Nie żyje były polski wioślarz. Zmarł podczas rozgrzewki
Tragiczne wieści otrzymali miłośnicy sportu. W wieku 31 lat zmarł Mateusz Strzelczyk. Młody sportowiec przez wiele lat był związany z wioślarstwem, choć w ostatnim czasie mocno trenował inną dyscyplinę – crossfit. To właśnie podczas rozgrzewki do treningu doszło do tragedii.
Tragedia w świecie polskiego wioślarstwa i crossfitu
Strzelczyk zaczynał przygodę ze sportem od wioślarstwa w uznanym klubie Posnania Poznań. Trenował go szkoleniowiec wielu wybitynch zawodników Maciej Hoffmann. Młody sportowiec osiągał sukcesy na arenie polskiej i międzynarodowej zdobywając medale imprez, lecz nie zrobił na tyle wielkiej kariery, by odnieść sukces na zawodowstwie. Postanowił spróbować sił w crossficie.

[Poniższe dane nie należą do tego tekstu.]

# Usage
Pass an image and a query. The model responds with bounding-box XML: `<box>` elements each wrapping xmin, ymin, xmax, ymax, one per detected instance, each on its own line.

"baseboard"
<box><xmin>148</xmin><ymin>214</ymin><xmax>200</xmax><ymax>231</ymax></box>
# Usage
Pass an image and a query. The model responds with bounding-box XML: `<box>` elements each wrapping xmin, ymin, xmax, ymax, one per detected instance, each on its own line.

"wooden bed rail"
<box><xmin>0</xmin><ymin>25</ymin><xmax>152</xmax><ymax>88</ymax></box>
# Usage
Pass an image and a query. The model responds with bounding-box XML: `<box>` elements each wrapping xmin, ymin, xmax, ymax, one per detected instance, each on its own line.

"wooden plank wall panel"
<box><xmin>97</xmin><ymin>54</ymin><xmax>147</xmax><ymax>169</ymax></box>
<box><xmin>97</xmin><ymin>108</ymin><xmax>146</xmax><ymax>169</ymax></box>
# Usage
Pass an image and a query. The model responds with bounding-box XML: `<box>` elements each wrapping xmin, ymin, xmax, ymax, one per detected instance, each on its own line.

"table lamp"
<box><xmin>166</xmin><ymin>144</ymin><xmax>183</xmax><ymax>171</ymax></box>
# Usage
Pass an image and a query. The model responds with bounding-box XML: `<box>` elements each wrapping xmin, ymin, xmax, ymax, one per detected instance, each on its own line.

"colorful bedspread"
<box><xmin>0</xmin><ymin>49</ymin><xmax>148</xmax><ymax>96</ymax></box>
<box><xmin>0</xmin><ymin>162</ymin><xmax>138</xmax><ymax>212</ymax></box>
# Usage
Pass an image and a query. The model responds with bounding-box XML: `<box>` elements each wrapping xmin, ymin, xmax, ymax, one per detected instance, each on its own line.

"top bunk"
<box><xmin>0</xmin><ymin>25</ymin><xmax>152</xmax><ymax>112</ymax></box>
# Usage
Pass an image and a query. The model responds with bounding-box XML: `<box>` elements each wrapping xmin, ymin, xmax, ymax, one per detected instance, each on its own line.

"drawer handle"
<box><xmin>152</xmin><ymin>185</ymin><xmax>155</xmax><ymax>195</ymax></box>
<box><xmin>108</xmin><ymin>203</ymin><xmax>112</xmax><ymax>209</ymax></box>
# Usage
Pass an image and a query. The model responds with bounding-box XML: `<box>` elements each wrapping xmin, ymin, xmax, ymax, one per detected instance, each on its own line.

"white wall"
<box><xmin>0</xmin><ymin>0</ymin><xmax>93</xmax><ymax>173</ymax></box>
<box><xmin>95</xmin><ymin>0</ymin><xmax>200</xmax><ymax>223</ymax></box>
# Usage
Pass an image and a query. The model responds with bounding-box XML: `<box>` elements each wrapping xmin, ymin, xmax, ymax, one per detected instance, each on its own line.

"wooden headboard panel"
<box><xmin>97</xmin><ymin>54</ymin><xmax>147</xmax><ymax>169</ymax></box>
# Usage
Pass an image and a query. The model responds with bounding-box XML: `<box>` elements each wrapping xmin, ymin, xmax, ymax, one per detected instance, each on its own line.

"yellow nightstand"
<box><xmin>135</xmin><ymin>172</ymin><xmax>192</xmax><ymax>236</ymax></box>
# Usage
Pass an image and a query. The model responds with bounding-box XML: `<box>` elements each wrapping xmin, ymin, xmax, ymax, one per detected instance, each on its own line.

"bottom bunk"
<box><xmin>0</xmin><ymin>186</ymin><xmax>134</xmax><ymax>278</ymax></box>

Mężczyzna szybko złapał wielką pasję do nowej dyscypliny. Z czasem tak mocno poświęcił się treningom, że ponownie zaczął brać udział w krajowych i międzynarodowych zawodach. Tak też było tydzień temu, gdy brał udział w zawodach z serii Hyrox. Po powrocie przygotowywał się do kolejnych. W środę podczas rozgrzewki przed treningiem Strzelczyk źle się poczuł. Stracił przytomność i choć szybko podjęto akcję reanimacyjną to nie udało się go uratować. Zmarł na atak serca.
– Jesteśmy zdruzgotani. Znaliśmy się z Mateuszem od czasów juniorskich, startowaliśmy razem, mieliśmy cały czas kontakt ze sobą. Teraz zainteresował się naszym klubem, mieliśmy kilka pomysłów na współpracę. To dla nas ogromny cios – powiedziała dla portalu sportowy-poznan.pl Małgorzata Król z Poznań Rowing Club.
Osiągnięcia Mateusza Strzelczyka
Strzelczyk jako wioślarz startował między innymi jako członek dwójki podwójnej z Tomaszem Rachwałem, a także czwórki podwójnej (z Michałem Krzymowskim, Konradem Kołodziejczykiem i Rachwałem).